When I got the news of Nancy's death I flew to Warsaw to attend her memorial service. This is what I wrote at the time, although it is just a note to myself, or a buzz in my ear:
NANCY

Jay McInerney wrote that we tend to “look at each other in elevators more, partly because of that sense that these might be the last people we see.”

The sensation that we may be riding on an elevator on a journey through the unknown makes us more aware of the person next to us, the blurred face that gains a contour as we tend to grow older. Nancy was writing her memoir, I don’t know if she had finished it, but the accumulated history of images in her life surely brought a fresh start for her on the page. In a way, she recreated a lasting memory that rode with her to her death, sparking “random thoughts,” as Nancy put it so well in her poem

“At Random”

Random thoughts
on Sunday evening
in a cold, unfriendly city
far away from home
where people pass
with frozen faces
and the sky is full of gloom.

Was it I who chose this country?
Did I see a different place?
Now the wind blows dirty papers,
striking me across the face.


Her words come from her mind way of the heart, fresh before history accumulates.
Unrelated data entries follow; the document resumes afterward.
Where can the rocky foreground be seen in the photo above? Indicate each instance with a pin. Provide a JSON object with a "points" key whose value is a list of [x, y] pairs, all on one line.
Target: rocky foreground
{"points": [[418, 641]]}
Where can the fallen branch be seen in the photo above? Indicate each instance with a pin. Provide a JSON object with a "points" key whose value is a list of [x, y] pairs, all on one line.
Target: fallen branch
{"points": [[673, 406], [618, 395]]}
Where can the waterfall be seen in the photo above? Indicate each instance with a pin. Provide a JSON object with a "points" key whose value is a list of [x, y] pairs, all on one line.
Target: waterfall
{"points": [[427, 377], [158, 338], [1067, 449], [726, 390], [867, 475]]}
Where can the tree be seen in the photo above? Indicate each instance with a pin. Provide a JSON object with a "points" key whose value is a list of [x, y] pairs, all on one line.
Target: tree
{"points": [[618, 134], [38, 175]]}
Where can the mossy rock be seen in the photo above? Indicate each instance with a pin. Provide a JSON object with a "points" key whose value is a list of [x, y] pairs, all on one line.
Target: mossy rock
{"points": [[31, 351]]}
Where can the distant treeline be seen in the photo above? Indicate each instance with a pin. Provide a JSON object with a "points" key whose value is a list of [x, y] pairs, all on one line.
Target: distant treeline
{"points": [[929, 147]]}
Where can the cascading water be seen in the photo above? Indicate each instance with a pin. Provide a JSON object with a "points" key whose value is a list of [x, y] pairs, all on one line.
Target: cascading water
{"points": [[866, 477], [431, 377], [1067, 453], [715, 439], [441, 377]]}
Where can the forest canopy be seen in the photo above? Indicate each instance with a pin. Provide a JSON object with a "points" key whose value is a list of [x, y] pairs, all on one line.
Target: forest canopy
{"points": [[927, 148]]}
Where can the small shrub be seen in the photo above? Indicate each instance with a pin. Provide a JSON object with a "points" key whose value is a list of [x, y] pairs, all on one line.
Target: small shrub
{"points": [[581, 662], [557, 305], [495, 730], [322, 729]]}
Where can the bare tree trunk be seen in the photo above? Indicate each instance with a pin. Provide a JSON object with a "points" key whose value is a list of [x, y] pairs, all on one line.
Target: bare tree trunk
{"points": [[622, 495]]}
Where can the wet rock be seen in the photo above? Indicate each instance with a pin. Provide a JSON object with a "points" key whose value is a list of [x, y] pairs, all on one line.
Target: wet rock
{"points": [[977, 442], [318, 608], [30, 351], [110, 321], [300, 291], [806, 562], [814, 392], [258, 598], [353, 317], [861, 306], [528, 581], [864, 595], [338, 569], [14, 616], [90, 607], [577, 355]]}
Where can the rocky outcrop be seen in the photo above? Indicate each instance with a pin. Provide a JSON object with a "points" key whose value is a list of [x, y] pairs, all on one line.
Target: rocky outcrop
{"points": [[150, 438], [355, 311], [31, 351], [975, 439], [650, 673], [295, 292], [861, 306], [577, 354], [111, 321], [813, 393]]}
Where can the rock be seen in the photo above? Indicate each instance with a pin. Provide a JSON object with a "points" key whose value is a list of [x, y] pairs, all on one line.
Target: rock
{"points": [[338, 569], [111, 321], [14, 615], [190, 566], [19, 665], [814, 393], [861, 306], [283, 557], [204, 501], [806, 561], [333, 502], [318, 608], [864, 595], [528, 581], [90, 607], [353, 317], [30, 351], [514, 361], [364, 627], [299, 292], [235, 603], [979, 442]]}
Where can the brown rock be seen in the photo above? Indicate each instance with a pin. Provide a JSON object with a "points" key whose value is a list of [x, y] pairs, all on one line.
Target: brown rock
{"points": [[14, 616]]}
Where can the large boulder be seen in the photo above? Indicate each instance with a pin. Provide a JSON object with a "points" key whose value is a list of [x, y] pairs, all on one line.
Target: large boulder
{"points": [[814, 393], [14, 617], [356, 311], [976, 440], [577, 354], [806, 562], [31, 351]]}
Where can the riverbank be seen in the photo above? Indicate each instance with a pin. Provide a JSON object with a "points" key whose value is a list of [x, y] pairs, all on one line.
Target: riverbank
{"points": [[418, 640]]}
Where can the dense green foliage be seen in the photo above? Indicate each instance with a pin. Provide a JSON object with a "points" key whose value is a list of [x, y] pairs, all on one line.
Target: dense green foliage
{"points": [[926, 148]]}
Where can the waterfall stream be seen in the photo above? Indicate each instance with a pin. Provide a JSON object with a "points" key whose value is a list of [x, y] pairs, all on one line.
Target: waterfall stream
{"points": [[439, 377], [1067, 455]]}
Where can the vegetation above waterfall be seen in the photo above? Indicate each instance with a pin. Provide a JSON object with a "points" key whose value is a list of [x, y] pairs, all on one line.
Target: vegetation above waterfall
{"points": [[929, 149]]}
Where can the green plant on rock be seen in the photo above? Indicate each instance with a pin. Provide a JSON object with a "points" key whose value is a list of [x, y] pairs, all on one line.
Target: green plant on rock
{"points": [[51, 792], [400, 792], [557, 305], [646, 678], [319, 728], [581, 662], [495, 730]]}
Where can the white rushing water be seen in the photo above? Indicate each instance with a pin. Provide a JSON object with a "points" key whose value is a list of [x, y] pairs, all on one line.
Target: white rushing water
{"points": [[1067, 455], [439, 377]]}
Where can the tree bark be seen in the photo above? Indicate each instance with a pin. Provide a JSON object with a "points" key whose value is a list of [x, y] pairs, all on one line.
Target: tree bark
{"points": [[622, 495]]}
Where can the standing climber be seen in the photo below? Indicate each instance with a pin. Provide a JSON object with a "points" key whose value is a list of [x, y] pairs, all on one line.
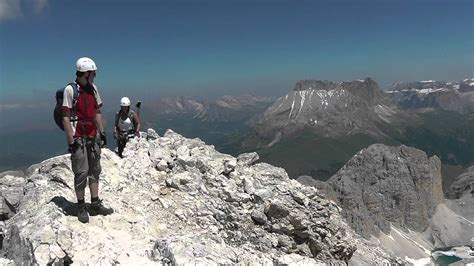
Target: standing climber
{"points": [[127, 124], [85, 134]]}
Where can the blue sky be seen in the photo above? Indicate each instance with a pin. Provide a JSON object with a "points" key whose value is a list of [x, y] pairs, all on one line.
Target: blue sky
{"points": [[229, 47]]}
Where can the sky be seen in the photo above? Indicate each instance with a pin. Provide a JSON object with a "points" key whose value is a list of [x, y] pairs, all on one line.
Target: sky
{"points": [[198, 48]]}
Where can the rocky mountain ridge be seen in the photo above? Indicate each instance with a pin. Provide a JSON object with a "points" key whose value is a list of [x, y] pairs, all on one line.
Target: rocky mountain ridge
{"points": [[326, 108], [394, 194], [455, 96], [225, 108], [179, 201]]}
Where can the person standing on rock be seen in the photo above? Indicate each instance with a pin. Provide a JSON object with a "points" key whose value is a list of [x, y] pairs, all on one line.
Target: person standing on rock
{"points": [[84, 127], [127, 123]]}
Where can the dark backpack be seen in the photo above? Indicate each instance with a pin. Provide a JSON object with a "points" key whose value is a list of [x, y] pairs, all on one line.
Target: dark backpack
{"points": [[58, 109]]}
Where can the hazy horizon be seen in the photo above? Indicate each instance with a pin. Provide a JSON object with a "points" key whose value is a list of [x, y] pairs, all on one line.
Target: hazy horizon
{"points": [[158, 48]]}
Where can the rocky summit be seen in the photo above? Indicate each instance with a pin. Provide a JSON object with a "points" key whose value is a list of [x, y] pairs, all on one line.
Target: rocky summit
{"points": [[326, 108], [457, 96], [382, 185], [179, 201]]}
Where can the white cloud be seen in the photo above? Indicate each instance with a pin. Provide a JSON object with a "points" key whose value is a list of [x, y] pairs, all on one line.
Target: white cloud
{"points": [[10, 10], [40, 6], [17, 9]]}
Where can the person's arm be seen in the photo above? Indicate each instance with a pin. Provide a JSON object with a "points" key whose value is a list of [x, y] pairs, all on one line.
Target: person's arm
{"points": [[137, 122], [116, 129], [100, 121], [67, 126]]}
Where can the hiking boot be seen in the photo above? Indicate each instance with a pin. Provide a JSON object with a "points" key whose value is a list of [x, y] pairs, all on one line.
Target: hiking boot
{"points": [[82, 215], [98, 208]]}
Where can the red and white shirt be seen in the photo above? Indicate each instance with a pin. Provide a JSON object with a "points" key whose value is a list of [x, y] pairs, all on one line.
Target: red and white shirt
{"points": [[86, 110]]}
Nancy was one of the last faces I saw in a Warsaw crowded café close to her university. I would like to think I looked at her “more” so that the Warsaw wind may blow her sparks my way and leave me to ponder how we can best outlive our angst.

Luz Rezende
February 20, 2006

Joe Blades said...

Hi Daniel,

Thank you. You're the second person within a week to contact me concerning Nancy Burke.

Anonymous said...

Hi Joe:
I'm sorry about the misunderstanding about the comment posted by Daniel. I guess I should have clarified that I used a different email to post my comment (Luz Rezende)because your blog would not accept my regualr email to login. I don't wish to have another email other than my current one, which is msn. I guess this comment will go under Daniel's name too, although Daniel never met Nancy. This is just a clarification and not a comment on Nancy. luz

Anonymous said...

It's been four years exactly since Nancy died, but I still remember her sitting at the Warsaw café table, ordering a salad, speaking lively about her students, her poetry, her plans to retire in Europe, her travels, and her pleasure in meeting new and old friends. And above all her love for her family and her young grandaughter in Moscow.
I just wanted to say I miss her presence and friendship.

Joe Blades said...

thank you, again. I've just learned that Nancy's friend and colleague Vesna Lopicic, at the University of Nis, is wanting to publish a thank you anthology that will hopefully include Nancy's work

Anonymous said...

Would have been 80 today.
Sometimes we avoid thoughts that we know bring pain, so we subconsciously forget, only to be occasionally awoken like from a dream with a panicky realization that it is permanent. Life goes on and waits for no one, the stragglers are left behind. We are all connected to others in one way or another, and when life forces us to continue running down the road, we turn our head to see those that have stopped.. their image fades the further we run.. we run and we run, there is no finish line in sight. Then at some point we are forced to stop as well.. and lying there immobile we look with grief at those who are getting further and further away from us. What a senseless race, bad joke..
Unless we are not really separate runners at all. An abstract whole that we don't really yet understand..linking all of us together in one continuous column, the energy that burst long ago to create our life runs through us and I am you and you are me, inseparable no matter what the cosmetic appearances of body and mind might portray. You are not gone and never will be, neither are those who you lost.. when someday someone crosses that finish line of the human marathon we will all be there together, lifting our arms in victory, the joy of life love complete, a big family together forever.